Not enough being done in Ontario for those waiting for nursing homes

Posted on December 14, 2012 in Child & Family Delivery System

TheStar.com – news/canada/politics
December 14, 2012.   By Thomas Walkom, National Affairs Columnist

Politicians talk endlessly about the problems of an aging society. It’s a standard line in any stump speech.

But as Ontario’s auditor general pointed out this week in a low-key but shocking report, for old people themselves far too little is being done.

In some areas, matters are getting worse

For example:

• Between 2005 and 2012, the median wait time for people trying to get into an Ontario nursing home almost tripled — from 36 to 98 days.

•  Those with more money now have a better chance of getting in faster;

•  In some cases, such as those where non-English-speakers seek facilities in which the staff can understand what they are saying, the average wait time is 14 years.

•  Not surprisingly, given all of the above, about 15 per cent of people on nursing home wait lists die before they can be placed. Those who do make it manage to stay alive, on average, just three more years.

The nursing home section of Wednesday’s wide-ranging auditor’s reportdidn’t get much attention. I’m not quite sure why. Governments — and Ontario’s Liberal government in particular — have been promising to fix thelong-term care system for years.

The Star routinely runs exposés detailing the problems of the system. Ministers routinely respond by breaking into tears and promising to better.

But what Auditor General Jim McCarter details, in his own dry way is how inadequate this response has been.

More money has been put into long-term care. But nursing home capacity has barely budged.

While the number of people on nursing home wait lists increased by 85 per cent between 2005 and 2012, the number of long-term beds went up by only 3 per cent.

Why? In part, it’s because nursing home operators (private and public) are gaming the system.

Instead of simply expanding bed capacity, many new facilities have chosen to construct more private and semi-private rooms — what the auditor calls “preferred accommodation.”

The reason? They can charge patients up to $2,200 a month for deluxe rooms, which is $500 more than the fee for accommodation in a basic four-bed room.

As a result, only 40 per cent of beds in the province are now considered standard accommodation. But about 60 per cent of those on nursing home waiting lists want this cheaper option.

What that means in practice, says the auditor, is that those able to pay the higher fees get in faster.

Little to do with long-term care is simple. The auditor says that many of those on the waiting lists are already placed in one nursing home but would prefer another that, for instance, is closer to home.
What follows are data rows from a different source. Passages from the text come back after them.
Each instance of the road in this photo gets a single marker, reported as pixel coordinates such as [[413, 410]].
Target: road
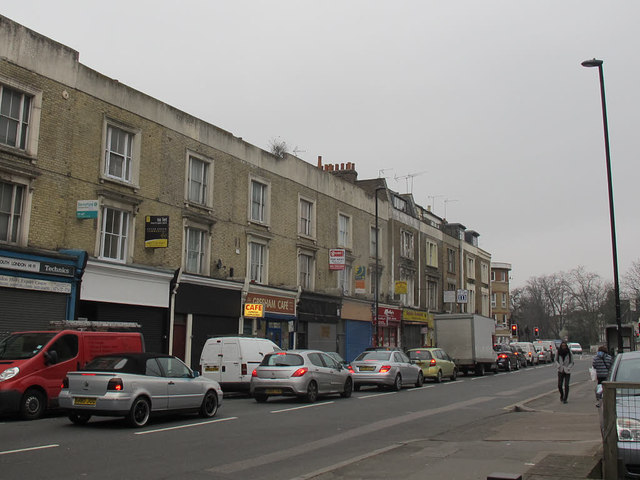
[[281, 439]]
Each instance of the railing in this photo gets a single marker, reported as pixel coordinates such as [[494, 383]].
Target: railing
[[620, 423]]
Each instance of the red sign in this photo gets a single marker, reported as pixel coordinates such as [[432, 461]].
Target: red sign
[[389, 316]]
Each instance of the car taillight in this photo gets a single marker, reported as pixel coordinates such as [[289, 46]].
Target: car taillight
[[115, 384], [300, 372]]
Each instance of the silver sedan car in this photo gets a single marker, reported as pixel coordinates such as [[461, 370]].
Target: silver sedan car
[[385, 368], [302, 373], [135, 385]]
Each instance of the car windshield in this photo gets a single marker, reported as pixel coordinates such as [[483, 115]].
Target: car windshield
[[281, 359], [420, 355], [374, 356], [20, 346]]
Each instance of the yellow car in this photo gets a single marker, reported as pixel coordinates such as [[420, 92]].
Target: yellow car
[[434, 362]]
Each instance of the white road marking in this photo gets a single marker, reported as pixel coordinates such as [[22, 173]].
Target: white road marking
[[299, 408], [186, 426], [6, 452]]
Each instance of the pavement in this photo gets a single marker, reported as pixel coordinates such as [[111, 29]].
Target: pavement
[[538, 439]]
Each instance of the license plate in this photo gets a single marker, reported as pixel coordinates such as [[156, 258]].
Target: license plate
[[84, 401]]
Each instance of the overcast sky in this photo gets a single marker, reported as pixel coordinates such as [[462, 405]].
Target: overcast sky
[[479, 108]]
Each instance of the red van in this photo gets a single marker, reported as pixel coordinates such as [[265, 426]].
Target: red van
[[33, 364]]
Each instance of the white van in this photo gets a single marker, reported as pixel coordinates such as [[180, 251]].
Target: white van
[[230, 360]]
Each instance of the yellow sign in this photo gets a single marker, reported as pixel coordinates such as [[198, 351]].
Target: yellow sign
[[253, 310]]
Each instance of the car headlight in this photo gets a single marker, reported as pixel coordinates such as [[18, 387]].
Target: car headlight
[[9, 373], [628, 429]]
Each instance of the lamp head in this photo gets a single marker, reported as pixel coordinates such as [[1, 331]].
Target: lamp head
[[592, 63]]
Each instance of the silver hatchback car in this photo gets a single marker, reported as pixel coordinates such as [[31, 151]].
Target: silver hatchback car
[[302, 373], [385, 368]]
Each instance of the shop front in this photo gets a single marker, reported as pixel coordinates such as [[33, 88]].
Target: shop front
[[113, 292], [319, 324], [388, 326], [356, 316], [417, 328], [38, 286], [279, 317]]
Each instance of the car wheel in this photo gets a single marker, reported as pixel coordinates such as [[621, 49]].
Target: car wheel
[[139, 412], [397, 384], [348, 388], [33, 404], [79, 418], [312, 392], [209, 405]]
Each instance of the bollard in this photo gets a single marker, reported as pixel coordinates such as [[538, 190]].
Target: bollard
[[504, 476]]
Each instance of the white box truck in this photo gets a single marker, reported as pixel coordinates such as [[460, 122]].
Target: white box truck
[[468, 339]]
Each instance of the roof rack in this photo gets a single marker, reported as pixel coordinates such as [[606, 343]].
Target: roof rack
[[94, 325]]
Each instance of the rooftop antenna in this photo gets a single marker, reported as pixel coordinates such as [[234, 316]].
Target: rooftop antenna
[[406, 179], [448, 200]]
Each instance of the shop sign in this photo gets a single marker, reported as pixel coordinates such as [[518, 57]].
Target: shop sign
[[337, 259], [389, 316], [49, 268], [254, 310], [156, 231], [274, 304], [87, 209]]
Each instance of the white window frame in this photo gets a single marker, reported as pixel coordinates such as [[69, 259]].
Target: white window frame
[[262, 275], [432, 254], [264, 210], [22, 235], [205, 189], [35, 109], [345, 280], [306, 217], [345, 229], [135, 136], [306, 269], [406, 244]]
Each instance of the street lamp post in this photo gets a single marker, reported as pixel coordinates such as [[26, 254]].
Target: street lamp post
[[616, 285]]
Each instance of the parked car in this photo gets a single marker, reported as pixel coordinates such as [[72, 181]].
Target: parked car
[[626, 368], [382, 368], [575, 348], [529, 352], [306, 374], [544, 355], [507, 359], [230, 360], [136, 385], [33, 364], [434, 362]]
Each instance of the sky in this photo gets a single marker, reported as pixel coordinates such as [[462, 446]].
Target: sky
[[480, 109]]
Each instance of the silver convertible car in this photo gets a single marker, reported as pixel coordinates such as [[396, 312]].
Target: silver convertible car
[[135, 385], [385, 368], [302, 373]]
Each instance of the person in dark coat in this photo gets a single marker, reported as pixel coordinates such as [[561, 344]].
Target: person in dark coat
[[602, 362], [564, 364]]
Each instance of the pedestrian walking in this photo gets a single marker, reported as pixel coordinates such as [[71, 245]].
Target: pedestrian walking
[[564, 363], [602, 362]]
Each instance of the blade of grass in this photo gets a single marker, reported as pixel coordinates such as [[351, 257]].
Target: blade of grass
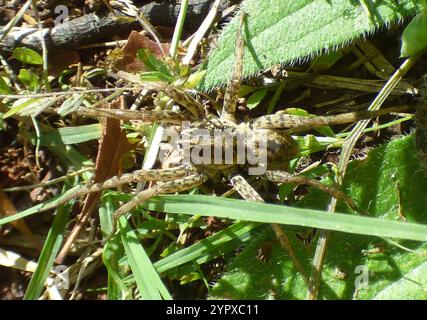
[[147, 279], [50, 204], [269, 213], [213, 246], [50, 249]]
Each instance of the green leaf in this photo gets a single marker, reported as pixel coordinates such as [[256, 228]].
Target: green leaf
[[32, 106], [391, 180], [29, 79], [51, 247], [148, 281], [27, 55], [155, 76], [4, 87], [256, 98], [152, 63], [70, 104], [278, 31], [414, 37], [269, 213]]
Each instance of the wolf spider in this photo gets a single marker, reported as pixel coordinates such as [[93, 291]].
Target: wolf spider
[[280, 147]]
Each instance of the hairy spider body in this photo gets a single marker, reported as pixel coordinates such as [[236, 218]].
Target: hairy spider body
[[218, 144]]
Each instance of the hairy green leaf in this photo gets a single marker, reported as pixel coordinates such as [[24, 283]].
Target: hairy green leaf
[[390, 183], [27, 55], [278, 31]]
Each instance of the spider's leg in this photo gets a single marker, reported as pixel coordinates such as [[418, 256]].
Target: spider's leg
[[282, 120], [177, 185], [285, 177], [138, 175], [164, 116], [179, 95], [248, 193], [232, 91]]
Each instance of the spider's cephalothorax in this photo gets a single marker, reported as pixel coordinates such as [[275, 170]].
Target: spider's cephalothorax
[[218, 144]]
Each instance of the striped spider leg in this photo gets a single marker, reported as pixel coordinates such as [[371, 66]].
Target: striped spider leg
[[282, 120], [238, 182], [139, 175]]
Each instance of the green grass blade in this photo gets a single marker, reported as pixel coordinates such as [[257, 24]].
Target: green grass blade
[[148, 280], [49, 252], [71, 135], [268, 213], [209, 248]]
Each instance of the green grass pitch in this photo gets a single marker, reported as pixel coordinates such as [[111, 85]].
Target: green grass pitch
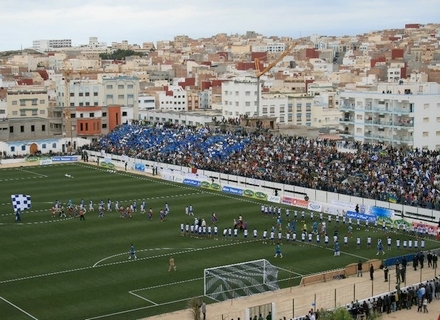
[[63, 268]]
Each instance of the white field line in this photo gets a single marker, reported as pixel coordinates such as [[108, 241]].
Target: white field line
[[18, 308]]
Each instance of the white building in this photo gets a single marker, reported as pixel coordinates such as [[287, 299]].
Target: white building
[[269, 47], [173, 98], [405, 113], [239, 97], [146, 103], [47, 45]]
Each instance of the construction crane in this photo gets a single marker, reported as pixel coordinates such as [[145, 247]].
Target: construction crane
[[259, 72]]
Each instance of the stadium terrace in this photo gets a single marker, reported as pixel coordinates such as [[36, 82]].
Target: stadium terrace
[[405, 175]]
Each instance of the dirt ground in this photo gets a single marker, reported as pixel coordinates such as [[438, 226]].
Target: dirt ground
[[296, 301]]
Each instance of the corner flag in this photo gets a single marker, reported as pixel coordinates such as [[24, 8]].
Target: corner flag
[[20, 202]]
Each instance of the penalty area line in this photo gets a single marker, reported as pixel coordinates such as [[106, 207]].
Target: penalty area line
[[18, 308], [139, 309], [143, 298]]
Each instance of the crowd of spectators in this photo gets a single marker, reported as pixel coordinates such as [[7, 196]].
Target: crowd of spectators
[[401, 175]]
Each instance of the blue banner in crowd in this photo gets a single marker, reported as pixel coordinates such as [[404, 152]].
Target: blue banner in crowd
[[232, 190], [380, 212], [191, 182], [360, 216], [64, 158]]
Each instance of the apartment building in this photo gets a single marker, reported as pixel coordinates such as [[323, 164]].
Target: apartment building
[[146, 103], [173, 98], [239, 97], [122, 91], [404, 113], [269, 47], [47, 45], [27, 114]]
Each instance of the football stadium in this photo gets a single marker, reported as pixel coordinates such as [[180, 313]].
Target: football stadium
[[147, 221]]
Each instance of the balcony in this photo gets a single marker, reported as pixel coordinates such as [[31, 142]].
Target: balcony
[[346, 106]]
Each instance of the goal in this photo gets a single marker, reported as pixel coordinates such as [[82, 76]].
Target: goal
[[239, 280]]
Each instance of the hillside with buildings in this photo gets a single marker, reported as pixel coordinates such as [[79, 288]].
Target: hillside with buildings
[[377, 87]]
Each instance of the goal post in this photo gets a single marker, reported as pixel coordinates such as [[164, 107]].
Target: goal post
[[241, 279]]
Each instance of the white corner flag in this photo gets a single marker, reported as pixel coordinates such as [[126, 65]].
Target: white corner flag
[[20, 202]]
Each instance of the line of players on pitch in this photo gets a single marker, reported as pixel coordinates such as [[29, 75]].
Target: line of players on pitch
[[275, 235], [74, 210]]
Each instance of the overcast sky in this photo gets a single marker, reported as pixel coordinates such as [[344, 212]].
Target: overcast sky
[[22, 21]]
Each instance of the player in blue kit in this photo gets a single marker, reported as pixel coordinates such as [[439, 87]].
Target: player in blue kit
[[132, 253], [278, 251]]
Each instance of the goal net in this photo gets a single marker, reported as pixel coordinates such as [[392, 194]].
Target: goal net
[[239, 280]]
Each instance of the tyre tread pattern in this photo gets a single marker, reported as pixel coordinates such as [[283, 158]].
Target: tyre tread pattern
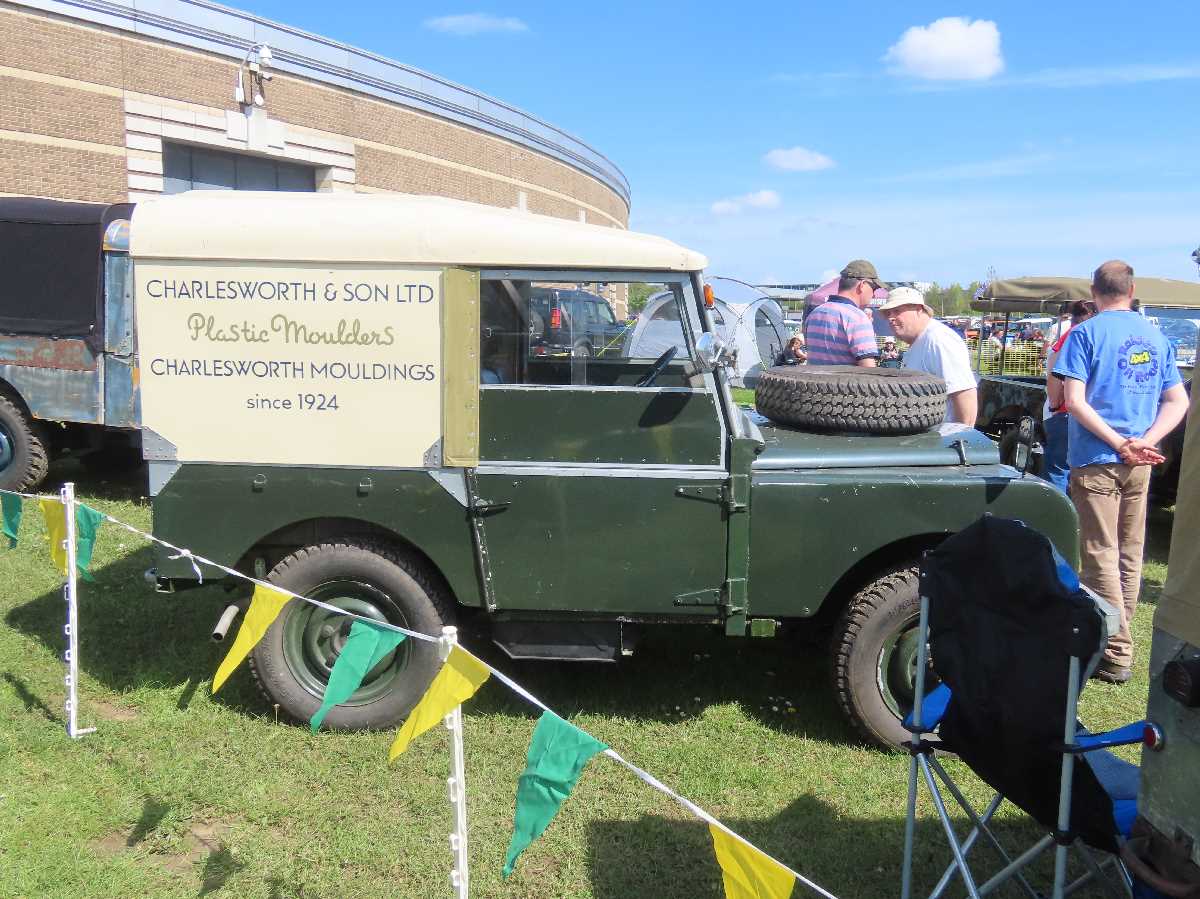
[[863, 606], [407, 561], [37, 461], [859, 400]]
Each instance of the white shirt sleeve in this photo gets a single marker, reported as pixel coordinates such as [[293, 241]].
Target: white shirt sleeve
[[954, 361]]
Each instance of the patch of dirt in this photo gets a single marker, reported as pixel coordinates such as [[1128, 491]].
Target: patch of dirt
[[201, 841], [112, 713]]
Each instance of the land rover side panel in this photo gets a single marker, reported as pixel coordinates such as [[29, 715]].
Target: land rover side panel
[[600, 495], [225, 511], [810, 527]]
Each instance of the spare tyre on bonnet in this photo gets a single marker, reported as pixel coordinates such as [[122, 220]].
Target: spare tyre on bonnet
[[839, 397]]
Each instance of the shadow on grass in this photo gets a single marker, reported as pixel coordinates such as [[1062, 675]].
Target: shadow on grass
[[676, 673], [850, 857], [114, 484], [131, 636], [33, 703]]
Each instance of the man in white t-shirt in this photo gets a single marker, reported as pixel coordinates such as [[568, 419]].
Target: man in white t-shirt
[[935, 348]]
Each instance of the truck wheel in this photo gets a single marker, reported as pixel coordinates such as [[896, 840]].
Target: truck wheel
[[23, 456], [875, 657], [293, 659], [837, 397]]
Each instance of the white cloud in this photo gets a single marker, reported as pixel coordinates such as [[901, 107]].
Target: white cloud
[[759, 199], [954, 48], [798, 159], [475, 23]]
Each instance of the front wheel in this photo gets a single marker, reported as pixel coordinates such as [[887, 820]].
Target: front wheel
[[875, 657], [294, 658], [24, 460]]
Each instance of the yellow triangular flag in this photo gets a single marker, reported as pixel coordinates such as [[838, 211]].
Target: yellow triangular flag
[[749, 873], [456, 682], [264, 607], [55, 515]]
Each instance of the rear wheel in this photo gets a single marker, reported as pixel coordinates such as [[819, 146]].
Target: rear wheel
[[23, 456], [875, 657], [293, 660]]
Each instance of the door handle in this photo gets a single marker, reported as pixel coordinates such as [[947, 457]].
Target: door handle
[[484, 507]]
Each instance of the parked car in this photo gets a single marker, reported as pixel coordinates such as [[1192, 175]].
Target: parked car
[[1006, 399], [67, 365], [571, 322], [565, 507]]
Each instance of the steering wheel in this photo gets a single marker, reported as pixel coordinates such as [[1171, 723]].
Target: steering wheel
[[659, 366]]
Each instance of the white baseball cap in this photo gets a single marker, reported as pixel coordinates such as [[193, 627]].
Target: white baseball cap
[[900, 297]]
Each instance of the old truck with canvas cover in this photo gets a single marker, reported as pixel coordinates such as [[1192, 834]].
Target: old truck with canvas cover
[[341, 394], [67, 367]]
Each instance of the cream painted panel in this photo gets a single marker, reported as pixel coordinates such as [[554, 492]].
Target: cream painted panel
[[292, 364]]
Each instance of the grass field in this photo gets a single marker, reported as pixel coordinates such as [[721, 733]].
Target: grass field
[[180, 793]]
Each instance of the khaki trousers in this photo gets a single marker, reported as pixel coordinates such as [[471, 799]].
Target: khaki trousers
[[1111, 504]]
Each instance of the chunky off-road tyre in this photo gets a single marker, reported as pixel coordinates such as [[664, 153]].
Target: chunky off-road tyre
[[839, 397], [875, 657], [293, 659], [24, 460]]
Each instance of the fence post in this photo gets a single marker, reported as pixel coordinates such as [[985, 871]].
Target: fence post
[[71, 594], [460, 876]]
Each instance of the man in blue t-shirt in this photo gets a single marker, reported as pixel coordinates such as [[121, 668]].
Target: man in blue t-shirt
[[1123, 393]]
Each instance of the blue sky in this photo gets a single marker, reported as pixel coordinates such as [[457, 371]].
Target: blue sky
[[936, 139]]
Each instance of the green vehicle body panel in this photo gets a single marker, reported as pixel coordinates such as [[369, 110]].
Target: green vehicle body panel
[[597, 425], [814, 527], [225, 511], [609, 545]]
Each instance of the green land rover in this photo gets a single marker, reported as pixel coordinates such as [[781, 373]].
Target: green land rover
[[342, 394]]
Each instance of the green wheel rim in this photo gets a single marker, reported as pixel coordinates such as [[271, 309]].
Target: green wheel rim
[[5, 448], [898, 669], [313, 637]]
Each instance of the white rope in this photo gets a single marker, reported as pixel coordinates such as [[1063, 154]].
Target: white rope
[[187, 555], [31, 496], [651, 780], [234, 573], [643, 775]]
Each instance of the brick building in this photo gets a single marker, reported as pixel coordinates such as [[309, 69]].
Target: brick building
[[111, 100]]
Are these people just picky? I’m not sure they are. Think of someone whose elderly spouse lives in Toronto and doesn’t drive. For such a person, being moved to a nursing home in Barrie 100 kilometres away would be like going to the moon.

Then there is home care. Studies show that some people on nursing home wait lists would be better off if offered care that enabled them to stay in their own homes.

The government understands this and, indeed, talks a good line on home care. But here also it has as delivered too little, treating home care largely as a cost-saving measure that, in effect, transfers the burden back to the elderly themselves and (if they are lucky) their families.

Even if Ontario’s home-care system were adequate, it would be only a partial answer. Some older people simply cannot stay in their own homes.

For them, a nursing home is the only plausible option. Wednesday’s report is a reminder of how badly flawed that option remains.